Herausforderung auch für Hund

Solche Ziele können sein, dass Kinder in Schulen und Kitas den richtigen Umgang mit Hunden lernen oder die Angst vor ihnen verlieren. Oder dass jemand, der körperlich eingeschränkt ist, eine bessere Motorik entwickelt. „Der Hund wird zur Bewegungsfreude genutzt, als Ruhepol, zur Motivation, zur Entspannung“, zählt Andrea Schröter auf. „Er ist ein Eisbrecher. Die Menschen merken gar nicht, dass sie etwas tun müssen, sondern machen es von selbst. Für den Hund.“

Andrea Schröter (rechts) und ihr Therapiebegleithund Flecki bei einer Kindergruppe im Hospiz Emmaus in Gevelsberg.
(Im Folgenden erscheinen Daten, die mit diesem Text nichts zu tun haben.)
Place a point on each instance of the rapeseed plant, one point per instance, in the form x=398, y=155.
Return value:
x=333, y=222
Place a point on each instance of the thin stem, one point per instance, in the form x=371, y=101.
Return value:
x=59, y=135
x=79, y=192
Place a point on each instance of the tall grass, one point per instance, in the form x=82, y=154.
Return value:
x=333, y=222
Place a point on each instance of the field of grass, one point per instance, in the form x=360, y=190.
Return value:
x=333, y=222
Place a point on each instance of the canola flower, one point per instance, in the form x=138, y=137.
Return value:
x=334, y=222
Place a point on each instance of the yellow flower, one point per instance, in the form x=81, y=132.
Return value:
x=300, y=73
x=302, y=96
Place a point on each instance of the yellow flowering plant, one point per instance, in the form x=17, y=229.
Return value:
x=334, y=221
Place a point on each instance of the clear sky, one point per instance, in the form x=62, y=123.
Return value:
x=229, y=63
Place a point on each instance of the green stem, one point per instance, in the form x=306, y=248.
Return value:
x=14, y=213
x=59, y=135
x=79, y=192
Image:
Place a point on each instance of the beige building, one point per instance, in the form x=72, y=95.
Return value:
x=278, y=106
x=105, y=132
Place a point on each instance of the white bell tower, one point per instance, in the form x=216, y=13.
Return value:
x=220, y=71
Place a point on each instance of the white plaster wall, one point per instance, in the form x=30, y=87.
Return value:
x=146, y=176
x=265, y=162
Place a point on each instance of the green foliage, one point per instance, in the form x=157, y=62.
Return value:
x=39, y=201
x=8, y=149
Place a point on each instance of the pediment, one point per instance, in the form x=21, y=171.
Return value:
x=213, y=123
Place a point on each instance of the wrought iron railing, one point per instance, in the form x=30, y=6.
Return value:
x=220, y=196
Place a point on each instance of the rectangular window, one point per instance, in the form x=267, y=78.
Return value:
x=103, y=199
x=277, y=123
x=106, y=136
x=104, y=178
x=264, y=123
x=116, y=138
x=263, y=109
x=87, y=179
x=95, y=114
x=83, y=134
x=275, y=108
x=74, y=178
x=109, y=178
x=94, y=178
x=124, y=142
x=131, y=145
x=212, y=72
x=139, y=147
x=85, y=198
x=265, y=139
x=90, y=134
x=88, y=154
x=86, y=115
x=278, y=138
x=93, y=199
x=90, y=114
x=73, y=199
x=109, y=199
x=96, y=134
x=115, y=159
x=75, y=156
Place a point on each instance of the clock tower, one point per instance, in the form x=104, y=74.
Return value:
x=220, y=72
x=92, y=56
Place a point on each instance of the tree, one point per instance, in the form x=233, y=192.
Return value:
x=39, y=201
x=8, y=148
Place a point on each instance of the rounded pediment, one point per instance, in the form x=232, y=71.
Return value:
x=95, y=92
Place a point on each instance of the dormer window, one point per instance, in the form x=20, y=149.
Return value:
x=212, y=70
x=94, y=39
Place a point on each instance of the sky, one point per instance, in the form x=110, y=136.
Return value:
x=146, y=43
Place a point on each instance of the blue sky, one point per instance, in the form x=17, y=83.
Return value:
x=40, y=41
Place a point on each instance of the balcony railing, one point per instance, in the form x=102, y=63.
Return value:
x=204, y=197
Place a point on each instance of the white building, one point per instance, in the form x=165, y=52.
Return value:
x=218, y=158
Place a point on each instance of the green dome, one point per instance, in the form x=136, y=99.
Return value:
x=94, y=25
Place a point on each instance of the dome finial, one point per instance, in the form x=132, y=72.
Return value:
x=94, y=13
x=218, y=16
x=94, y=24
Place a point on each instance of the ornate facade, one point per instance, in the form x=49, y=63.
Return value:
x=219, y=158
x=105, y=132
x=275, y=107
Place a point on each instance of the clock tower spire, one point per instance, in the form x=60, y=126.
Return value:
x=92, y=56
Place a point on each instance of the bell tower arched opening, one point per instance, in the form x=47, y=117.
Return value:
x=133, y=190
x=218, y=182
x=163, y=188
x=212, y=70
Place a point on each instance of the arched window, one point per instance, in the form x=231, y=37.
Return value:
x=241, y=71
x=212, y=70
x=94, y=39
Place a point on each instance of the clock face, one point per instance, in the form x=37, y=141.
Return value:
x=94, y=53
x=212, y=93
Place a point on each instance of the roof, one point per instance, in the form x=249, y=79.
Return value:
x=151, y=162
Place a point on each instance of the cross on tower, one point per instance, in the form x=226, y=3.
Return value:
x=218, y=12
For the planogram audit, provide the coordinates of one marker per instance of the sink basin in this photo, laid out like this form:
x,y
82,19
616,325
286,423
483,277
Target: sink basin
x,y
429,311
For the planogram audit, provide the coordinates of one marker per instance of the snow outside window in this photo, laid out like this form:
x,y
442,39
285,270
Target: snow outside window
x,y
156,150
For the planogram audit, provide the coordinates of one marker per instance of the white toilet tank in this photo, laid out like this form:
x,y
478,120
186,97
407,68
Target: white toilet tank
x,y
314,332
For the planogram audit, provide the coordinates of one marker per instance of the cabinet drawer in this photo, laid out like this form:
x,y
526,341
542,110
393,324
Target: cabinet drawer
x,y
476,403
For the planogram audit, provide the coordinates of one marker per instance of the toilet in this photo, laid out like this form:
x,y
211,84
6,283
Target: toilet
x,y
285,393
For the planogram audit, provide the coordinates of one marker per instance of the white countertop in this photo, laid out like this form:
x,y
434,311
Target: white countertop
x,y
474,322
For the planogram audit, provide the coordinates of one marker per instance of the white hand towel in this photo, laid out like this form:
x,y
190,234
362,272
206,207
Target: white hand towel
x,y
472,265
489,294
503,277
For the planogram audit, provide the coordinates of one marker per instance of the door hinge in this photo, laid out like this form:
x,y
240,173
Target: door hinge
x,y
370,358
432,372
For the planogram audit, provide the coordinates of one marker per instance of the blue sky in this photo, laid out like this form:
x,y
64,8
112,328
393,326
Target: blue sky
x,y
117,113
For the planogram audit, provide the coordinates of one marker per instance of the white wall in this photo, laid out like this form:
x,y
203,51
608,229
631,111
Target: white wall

Links sitzt Birgit Prottung, die die Sitzung geleitet hat.
Andrea Schröter (rechts) und ihr Therapiebegleithund Flecki bei einer Kindergruppe im Hospiz Emmaus in Gevelsberg. Links sitzt Birgit Prottung, die die Sitzung geleitet hat. © WP | Max Kölsch

Für die Tiere ist diese Arbeit auch eine Herausforderung. „Kinder ziehen den Hund auch schon mal an den Haaren oder am Schwanz. Die Tiere müssen das aushalten“, erklärt die Hundeführerin. „Das wird in der Ausbildung geübt.“ Der Hund dürfe in dieser Situation nicht knurren oder etwas Anderes machen. Die 59-Jährige behält über bestimmte Kommandos die Kontrolle. „Deshalb ist es auch wichtig, dass die Hunde auf den Hundeführer vertrauen können, dass er die Situation auflöst, wenn es zu viel wird“, so Schröter weiter.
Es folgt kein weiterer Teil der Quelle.